Zazen perfects the precepts because zazen works on a body level; it forces us to sit with the energies in the body, gives those energies a chance to be seen and to settle down.  Zazen is a practice in finding fulfillment in this very moment; so zazen is actually the precept of not-stealing, of not trying to gain something, of not trying to seek fulfillment elsewhere.  But it goes both ways; the precepts also facilitate zazen, the active practices, visualizations, and contemplations of selflessness and generosity and fulfillment alter and calm the organism and facilitate the deepening of zazen.

Monday, August 27, 2012

Returning: Care is the Source of My Practice


I have, after contemplating it for months, returned to sewing my rakusu.  Sewing is an act of devotion and commitment and faith.  While sewing we chant, internally, the refuges in Japanese.  The refuges in Japanese translate something like this:  I plunge headfirst, with absolutely no hesitation, into the Buddha, dharma, and sangha.  I feel ready for my practice to embody this faith; for my body, speech, and mind to embody this faith.  Even in moments when I do not actually feel ready, after a great deal of thought and feeling I desire this and believe in this. So the blog is actually partly about learning to embody and to express this faith and the rest of the dharma as I slowly come to understand it.  As a form of speech I hope it in some way manifests my sincere attempt to explore the precept of speaking in a beneficial way, speaking in a way that in itself manifests the precepts to whatever degree I am able. 

And so it feels like the right time for me to restart the blog.  I would like to devote this new beginning to caring deeply, to recognizing that the desire to care is the source of my practice, and to recognizing that the practice makes the deepest forms of care possible.  

I have recently been making a practice of reflecting on the six perfections, or paramitas.  The one that comes to mind this evening is danaparamita, the perfection of generosity.  This is because, right now I am experiencing great difficulty in terms of being generous to myself, which is the major prerequisite of loving and caring for other beings.  I hope I can find a way to explore why it is that it is so much easier to be generous to others than it is to myself, and to give myself all the nourishment and comfort that would allow me to fully be so much more deeply generous to others.  Every moment is an opportunity for self-generosity: so in this moment, as I prepare to go to sleep, I can be generous and nourishing to myself.  In this moment I can allow my body to fully feel my breath.  In this moment I can light candles, I can sit, I can let go of tensions.  Even as I dream, I can dream of warmth, of the clarity of love, of realization. 

My old teacher Baba Hari Dass used to say that as sadhana or daily spiritual practice begins to reform our organism, our organism naturally begins to practice sadhana even in sleep.  This is my experience too; if we shape ourselves through the constant focus on love and on cultivating the mind of enlightenment, then even in dreams we may pursue that greatest act of generosity possibility – the gift to all being, even to plants and rocks, of becoming enlightened to whatever capacity we can muster. 

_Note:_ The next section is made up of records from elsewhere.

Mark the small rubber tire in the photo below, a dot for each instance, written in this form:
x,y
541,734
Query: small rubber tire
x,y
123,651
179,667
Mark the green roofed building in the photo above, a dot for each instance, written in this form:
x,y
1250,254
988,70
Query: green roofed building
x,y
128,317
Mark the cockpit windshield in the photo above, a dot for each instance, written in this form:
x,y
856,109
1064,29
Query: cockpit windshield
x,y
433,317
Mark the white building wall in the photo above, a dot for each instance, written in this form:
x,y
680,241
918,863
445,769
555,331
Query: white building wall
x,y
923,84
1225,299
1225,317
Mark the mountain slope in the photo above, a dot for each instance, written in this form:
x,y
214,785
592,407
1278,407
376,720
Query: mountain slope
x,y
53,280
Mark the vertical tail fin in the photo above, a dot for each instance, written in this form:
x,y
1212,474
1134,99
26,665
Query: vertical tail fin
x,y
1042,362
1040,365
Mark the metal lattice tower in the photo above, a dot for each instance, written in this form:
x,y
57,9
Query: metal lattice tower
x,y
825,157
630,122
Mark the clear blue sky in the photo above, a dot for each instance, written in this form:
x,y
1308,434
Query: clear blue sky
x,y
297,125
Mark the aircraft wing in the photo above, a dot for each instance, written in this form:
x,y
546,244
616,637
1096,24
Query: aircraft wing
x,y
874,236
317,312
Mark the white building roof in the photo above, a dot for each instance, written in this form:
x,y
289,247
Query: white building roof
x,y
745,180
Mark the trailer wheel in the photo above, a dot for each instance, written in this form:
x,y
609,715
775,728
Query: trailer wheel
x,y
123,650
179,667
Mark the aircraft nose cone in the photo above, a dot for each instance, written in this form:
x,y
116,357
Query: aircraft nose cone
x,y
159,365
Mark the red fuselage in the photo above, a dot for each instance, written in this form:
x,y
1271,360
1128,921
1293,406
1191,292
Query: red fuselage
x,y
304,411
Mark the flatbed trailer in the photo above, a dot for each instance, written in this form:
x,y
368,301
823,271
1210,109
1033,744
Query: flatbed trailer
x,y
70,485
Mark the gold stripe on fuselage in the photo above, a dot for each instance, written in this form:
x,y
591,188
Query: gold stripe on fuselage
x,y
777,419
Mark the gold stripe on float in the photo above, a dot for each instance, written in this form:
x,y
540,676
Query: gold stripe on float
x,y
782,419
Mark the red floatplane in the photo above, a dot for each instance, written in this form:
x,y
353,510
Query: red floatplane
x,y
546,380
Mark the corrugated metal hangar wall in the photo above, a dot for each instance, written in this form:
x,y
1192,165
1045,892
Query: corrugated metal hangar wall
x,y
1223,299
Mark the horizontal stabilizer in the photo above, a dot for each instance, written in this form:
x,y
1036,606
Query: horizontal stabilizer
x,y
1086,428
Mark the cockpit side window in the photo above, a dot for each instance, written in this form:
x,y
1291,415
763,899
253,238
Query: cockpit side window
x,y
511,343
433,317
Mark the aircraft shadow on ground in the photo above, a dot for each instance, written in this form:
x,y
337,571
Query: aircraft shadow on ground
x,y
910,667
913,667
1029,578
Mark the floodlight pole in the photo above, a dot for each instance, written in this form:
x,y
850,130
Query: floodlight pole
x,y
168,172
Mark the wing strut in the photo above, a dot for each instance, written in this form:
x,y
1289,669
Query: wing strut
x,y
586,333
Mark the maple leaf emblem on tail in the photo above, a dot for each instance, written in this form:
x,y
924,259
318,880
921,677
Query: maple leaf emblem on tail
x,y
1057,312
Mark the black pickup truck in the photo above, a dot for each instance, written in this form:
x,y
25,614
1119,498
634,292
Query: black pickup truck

So with that thought I’m off to bed; and moving forward, hope to keep this blog rolling and devoted to, above and beyond anything else, exploring how practice – including the paramitas, the precepts, Dogen, ritual, etc – facilitates deep care and love.  Because at the heart of it, that’s all that matters to me, and I’m only deepening my practice because I believe more than ever before that this practice is a solid and profound way to love very, very deeply.